SORTIE Collaborative Demo Report

At Waterloo and Queen's, the CPPX and PBS tools participated in the SORTIE collaborative demo. This report was written 2001 Sep 19 by Andrew Malton.

Section 1. Introduction

The Software Bookshelf is a web-based paradigm for the presentation and navigation of information representing large software systems. The Portable Bookshelf (PBS) is one implementation of this concept. The PBS Toolkit is our set of tools for the generation of a PBS Bookshelf.

CPPX is a free, open source, general purpose parser and fact extractor for C++. It relies on the preprocessing, parsing, and semantic analysis of GNU g++, and produces a graph according to the Datrix fact model, in either GXL, TA, or VCG format, suitable for use in architecture recovery, data flow analysis, pointer analysis, program slicing, query techniques, source code visualization, object recovery, restructuring, refactoring, remodularization, and the like. When invoked with a source file, CPPX first passes the file to g++, which compiles it with a "compile-only" option. There are hooks within the GCC archicture for extracting debugging information, and upon them we have hung code to dump GCC's internal semantic graph to a (binary) format convenient for CPPX's purposes. The schema (rules and regulations) of GCC's graph are suitable for normal compilation (viz. for execution) but not for design recovery. So after the dump, CPPX applies a collection of tiny "systolic" transformation steps to make the graph conform to a schema more suitable for design analysis. The final result graph is emitted in GXL (or TA, if you like). The target schema is that of Bell Canada's Datrix project.

The CPPX compiler was built between January and April, 2001. It would be desirable and possible to add a linker, so that the GXL results of separate compilation can be combined into one graph. But we have not done it yet. It would also be a good thing to exercise CPPX more thoroughly, and remove some of its bugs. Interested researchers can look at the web site.

For the SORTIE demo, the following people did some work:

Section 2. Experience Report

Our goal for this project was to make a Software Bookshelf for SORTIE visualized in PBS based on data extracted by CPPX. In addition to participating in the Collaborative Demo itself, meeting our own goal would

In principle a Software Bookshelf can be based on any suitable and useful graph schema; but in practice it is built up from lower-level material extracted by fact extractors which are part of the PBS toolkit and expect data to conform to paritcular schemas which have been developed already. PBS includes software tools to analyse the lower-level material and produce a suitable high-level view. This in principle cannot be fully automated as it relies on informal information about the subject software's structure. Sometimes this information is obtained from interviews with developers, and in general need not be wholly extracted from the code.

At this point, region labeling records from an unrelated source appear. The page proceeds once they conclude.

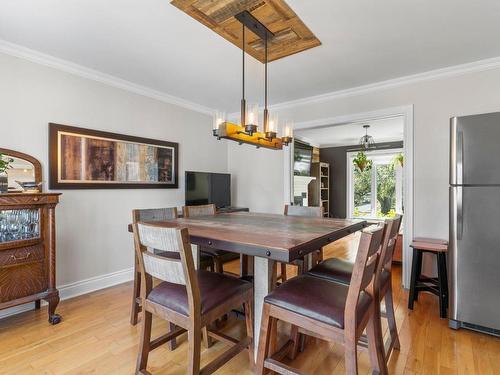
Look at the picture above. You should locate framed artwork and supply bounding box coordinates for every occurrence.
[49,123,179,189]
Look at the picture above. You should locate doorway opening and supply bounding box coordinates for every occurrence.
[284,106,413,287]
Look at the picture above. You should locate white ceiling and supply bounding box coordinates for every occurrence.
[0,0,500,112]
[295,117,404,147]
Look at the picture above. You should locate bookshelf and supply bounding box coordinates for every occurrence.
[308,162,330,217]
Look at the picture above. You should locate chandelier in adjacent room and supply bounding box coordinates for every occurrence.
[359,125,375,150]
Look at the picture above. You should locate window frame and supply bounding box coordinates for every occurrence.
[346,148,404,221]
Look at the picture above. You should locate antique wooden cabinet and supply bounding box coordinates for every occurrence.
[0,149,61,324]
[0,193,60,324]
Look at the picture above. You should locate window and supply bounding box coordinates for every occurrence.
[347,149,403,219]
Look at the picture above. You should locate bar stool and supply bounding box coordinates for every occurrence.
[408,238,448,318]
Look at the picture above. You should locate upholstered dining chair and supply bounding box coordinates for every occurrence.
[183,204,240,273]
[130,207,214,350]
[306,215,403,361]
[256,227,387,375]
[134,223,253,375]
[278,204,324,282]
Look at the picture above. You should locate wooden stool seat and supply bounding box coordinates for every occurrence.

The following steps would be required:

  1. Migrate the SORTIE code base to g++ from Borland.
  2. Extract a (Datrix) fact base from the migrated code base, using CPPX.
  3. Slice out from the Datrix fact base a factbase view suitable as the basis of a software bookshelf.
  4. Migrate the slice (by hand, or using grok or other tools) to the basic level of architecture which PBS already understands and can process.
  5. Use already-existing PBS tools (plus some knowledge of the code's structure obtained by inspection) to elevate the basic level to the software bookshelf level.
  6. Analyse and discuss possible improvements in the SORTIE architecture, based on the Bookshelf model.
  7. Make recommendations for architectural improvement.

To date Malton spent about 7 days learning Borland C++, learning the source code of SORTIE, and migrating it to g++. Svetinovic spent three or four days creating scripts for steps 4 and 5 above (using already-existing Datrix databases). Dean and Malton both spent several days making CPPX cooperate with the latest release (3.0) of GCC (the GNU compiler collection which includes g++). We have spent no time on steps 5 through 7 because all our difficulties arose prior to having an architectural view.

The difficulties were:

Here follows some discussion of the difficulties:

Section 2.1 Source Incompleteness

CPPX operates by actually compiling the subject code, using a nonrobust parsing technique. The advantage of this is that the resulting low-level extracted facts are as correct as the underlying compiler: but the disadvantage is of course that a buildable code base, or at least syntax analysable one, is required.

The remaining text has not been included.